A global electric company wants to build a $250 million wind-power plant with up to 65 turbines on a ridge top near Elkins.

AES Corp. of Arlington, Va., could begin transmitting power by the end of next year, if it gets all the necessary regulatory approvals, the company says in a Jan. 31 filing with the state Public Service Commission.

The turbines would connect to an existing 138-kilovolt Allegheny Energy Inc. transmission line that cuts through the proposed site, the filing says.
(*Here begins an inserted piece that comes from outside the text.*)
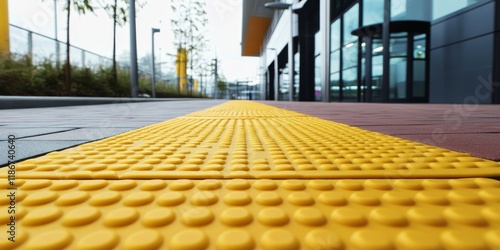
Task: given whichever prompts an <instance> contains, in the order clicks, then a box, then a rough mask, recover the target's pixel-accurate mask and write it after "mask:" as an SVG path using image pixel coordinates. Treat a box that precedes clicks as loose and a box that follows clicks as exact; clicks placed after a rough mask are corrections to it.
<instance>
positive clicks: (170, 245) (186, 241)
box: [169, 229, 209, 250]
They would generate roughly 125 megawatts to be sold to Valley Forge, Pa.-based PJM Interconnection LLC, a company established by the federal government in 1999 to manage the electric transmission grid in the Mid-Atlantic states.

Construction would create up to 279 temporary jobs and as much as $17 million in economic development over a 10-month period, according to AES projections. The plant itself would employ 19 while creating 13 jobs indirectly, the filing says.

Along with the turbines, construction would entail road improvements and new access roads, a buried-cable system and the erection of a substation, operations building and meteorological tower.

Located on Laurel Mountain, straddling the Barbour-Randolph county line, the plant would take up about 8,500 acres, ranging in width from 600 feet to 1,300 feet. Belington is about 3 miles to the east, and Elkins 3 miles northwest.

AES would become "one of the biggest property taxpayers in Barbour and Randolph counties," paying more than $450,000 per year, the application says. "This project will have a positive economic impact on the local communities, as well as the state of West Virginia."